Ketika Button pertama kali datang ke Samaritan Women, dia berkata bahwa dia takut pada hantu yang dia pikir mungkin menghuni lorong rumah besar itu, dan takut meninggalkan orang tuanya, yang telah terhubung kembali dengan Button setelah bertahun-tahun mengalami keterasingan.
Sekarang dia menghabiskan waktunya untuk menangani isu-isu legislatif seputar perdagangan manusia, dan telah beberapa kali memberikan kesaksian di depan Kongres. Dia juga mencari sertifikasi untuk menjadi konselor bagi remaja berisiko.
“Masih ada beberapa hari yang penuh perjuangan,” kata Button. “Proses menyatukan hal-hal yang tidak ingin saya ingat adalah hal yang sulit bagi saya. Namun semakin lama saya di sini, semakin banyak pikiran saya disatukan kembali, semakin saya merasa damai.”
___
Sekarang berusia 32 tahun, Genesis ditawari kokain pertama kali oleh ibunya ketika dia berusia 13 tahun. Pada usia 18 tahun, dia memiliki catatan kriminal. Dia menghabiskan masa remajanya keluar masuk klub tari telanjang sebelum menjadi milik seorang germo yang kejam. Pada usia 21, Genesis kehilangan seorang bayi dan menjadi kecanduan narkoba.

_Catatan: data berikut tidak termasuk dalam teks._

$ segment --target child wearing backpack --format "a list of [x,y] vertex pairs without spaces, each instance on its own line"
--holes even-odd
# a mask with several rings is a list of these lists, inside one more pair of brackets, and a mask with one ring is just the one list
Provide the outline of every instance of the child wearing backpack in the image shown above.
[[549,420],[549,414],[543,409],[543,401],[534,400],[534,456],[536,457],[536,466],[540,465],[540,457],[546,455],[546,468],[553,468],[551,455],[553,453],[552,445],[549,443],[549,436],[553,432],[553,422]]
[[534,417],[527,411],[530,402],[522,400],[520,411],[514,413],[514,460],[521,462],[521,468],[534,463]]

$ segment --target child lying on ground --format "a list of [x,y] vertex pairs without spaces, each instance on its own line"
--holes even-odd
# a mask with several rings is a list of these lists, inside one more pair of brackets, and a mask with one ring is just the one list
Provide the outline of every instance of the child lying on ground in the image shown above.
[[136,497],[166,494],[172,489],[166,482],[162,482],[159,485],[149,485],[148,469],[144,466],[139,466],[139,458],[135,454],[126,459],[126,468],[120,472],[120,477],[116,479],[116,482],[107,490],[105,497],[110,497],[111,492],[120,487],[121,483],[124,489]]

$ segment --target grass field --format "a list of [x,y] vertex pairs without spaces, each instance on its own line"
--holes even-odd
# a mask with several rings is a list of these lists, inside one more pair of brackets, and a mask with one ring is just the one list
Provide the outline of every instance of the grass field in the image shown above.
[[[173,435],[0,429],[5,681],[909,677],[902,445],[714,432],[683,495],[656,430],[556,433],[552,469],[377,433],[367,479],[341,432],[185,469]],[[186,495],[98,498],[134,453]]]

Selama bertahun-tahun di bawah pengawasan pelaku perdagangan manusia yang kejam, Genesis mengatakan dia tidak pernah diizinkan meninggalkan rumahnya. Kamarnya berantakan, kamar mandinya tidak ada pintunya. Dia mengatakan mucikarinya mengikat dia dan perempuan lain yang diperdagangkannya ke bangku angkat beban, memukuli mereka dan membuat mereka kelaparan. Dia memaksa Genesis untuk membuat tato namanya di lengan bawahnya.
“Itu adalah hadiah ulang tahunku,” katanya.
Sistem peradilan mengirim Genesis ke Wanita Samaria, tempat dia tinggal selama enam bulan. Setelah tiga bulan, Genesis mengatakan dia baru mulai mengingat beberapa trauma yang dideritanya.
“Saya tidak tahu saya berada di neraka,” katanya. “Saya pikir ini hanyalah kehidupan. Selama tahun-tahun itu, saya disandera, ditembak, dicambuk dengan pistol. Dan dalam pikiran saya yang sakit, saya pikir beginilah seharusnya hidup.”
Genesis mengatakan dia masih mengalami hari baik dan hari buruk, tapi dia bersyukur bahkan untuk momen paling menyedihkan sekalipun.
“Saya suka rumah ini,” kata Genesis. “Tetapi saya tidak bisa mengatakan itu tidak sulit. Melihat kesedihan orang lain memunculkan kesedihan saya sendiri. Saya menangis sepanjang waktu.
“Tetapi menurut saya kita harus menjadi penyintas. Kita bisa menjadi korban selamanya, namun penyintas berhasil melewatinya.”